Frankly, they look a little like Halloween decorations: billowy, semi-sheer white fabric pieces draped over two of my urban front-yard garden's raised beds. Ghostly, or perhaps spider-webby.

What I'm hoping they'll do is anything but scary. These floating row covers can protect plants from wind and dropping temperatures as we stream through fall and into winter, and I'm counting on them to extend my garden.

Row covers aren't the only way to do this - greenhouses and covered hoops are two of the others - but the fabric is surely the simplest and cheapest, the equivalent of a lightweight scarf around the neck. I spent just a few dollars on many yards of a medium-weight fabric that lets in 85 percent of the sunlight plants need to grow, while giving those plants up to 4 degrees of frost protection. Four degrees might not sound like much, but it could translate into many weeks when the plants are warm enough to keep growing, or at least to survive.

For even more frost protection, I could be using a heavier fabric, but the trade-off is that it lets in less light, so the plants won't grow as quickly. It's not time for that, not yet.

I put my covers down last month, one of them on a bed where I had seeded carrots, radishes, beets, kale and spinach a few weeks earlier, and another on a bed where I had just sown some spinach and arugula seeds. The kale probably won't get big enough to feed me much of anything this fall, but I'm expecting some baby spinach and arugula - and maybe some carrots and radishes - to make it to my Thanksgiving table.
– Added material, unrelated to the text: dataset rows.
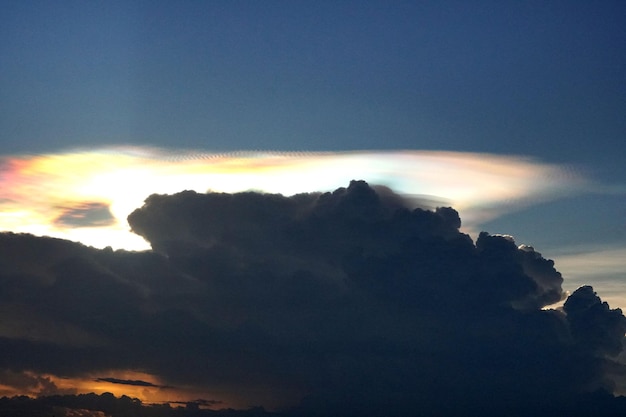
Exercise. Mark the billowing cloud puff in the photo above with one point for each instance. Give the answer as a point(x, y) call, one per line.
point(348, 302)
point(86, 195)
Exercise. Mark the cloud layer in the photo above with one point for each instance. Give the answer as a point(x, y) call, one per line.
point(349, 301)
point(86, 195)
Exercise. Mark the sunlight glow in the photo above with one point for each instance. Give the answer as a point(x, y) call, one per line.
point(86, 196)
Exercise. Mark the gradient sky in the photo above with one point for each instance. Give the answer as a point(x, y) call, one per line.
point(533, 81)
point(536, 79)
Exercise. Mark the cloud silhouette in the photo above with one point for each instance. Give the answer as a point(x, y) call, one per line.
point(347, 302)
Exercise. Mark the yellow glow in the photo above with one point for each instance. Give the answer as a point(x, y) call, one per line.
point(37, 190)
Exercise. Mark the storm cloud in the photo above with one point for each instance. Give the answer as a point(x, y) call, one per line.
point(348, 302)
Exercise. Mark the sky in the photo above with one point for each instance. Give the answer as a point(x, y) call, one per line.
point(510, 112)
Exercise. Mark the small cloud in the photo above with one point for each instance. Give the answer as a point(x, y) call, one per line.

Come spring, if we don't have another harsh, killing winter, the fabric should be able do even more magic.

"With spinach, arugula, certain lettuce varieties and even kale, if the plants go into the fall, and they're immature but healthy, and there's a row cover over them, in March, when the regrowth starts, they start growing like crazy," says Jon Traunfeld, extension specialist and master gardener program coordinator at the University of Maryland. "The growth can be incredible. They'll be way ahead."

Some caveats: Even though the row covers increase the temperature of the air surrounding the plants and help them maintain more moisture (even as the winter air gets drier and drier), they won't make a difference in one of the most important factors of vegetable gardening: soil temperature. So gardeners who think they can get a late start on sowing seeds in the fall, only to make up for it with a row cover, will be disappointed. And if you use them over plants that require pollination, such as squash, you'll need to uncover them and let the pollinators in at some point if you hope to have any fruit.

The fabric - usually spun-bonded polyester, UV-treated to withstand the sun - also can help protect against pests, which is the main reason some gardeners use them. I haven't had much of a pest problem yet, but that could change as quickly as, well, the weather.

Some gardeners bury the edges of the fabric in soil to keep them in place, but I used some extra bricks I found underneath my porch. It's best to avoid staking the fabric, as I learned by mistake, because one tear could be exacerbated as soon as the wind starts whipping things around. I also used a generous amount of fabric and left a lot of slack so the plants would have room as they grow.

Some plants, such as eggplant, can suffer leaf damage from direct contact with row cover fabric, Traunfeld says. In the winter, if the cover is wet and then freezes, that could damage leaves, too. That's one of the reasons some gardeners prop up the fabric with wire hoops, sticks or even filled water bottles.

I don't have the time for that right now, so I'm content to leave the Halloween look intact and the fabric loosely draped, peeking underneath periodically to make sure the plants are comfortable and making adjustments if I think frost damage is imminent. When the weather gets colder, if it seems like they would appreciate a little more protection, I'll consider switching to a heavier fabric - or maybe just doubling up on this one. Sometimes all you need is a warmer scarf, or another layer, to feel just fine.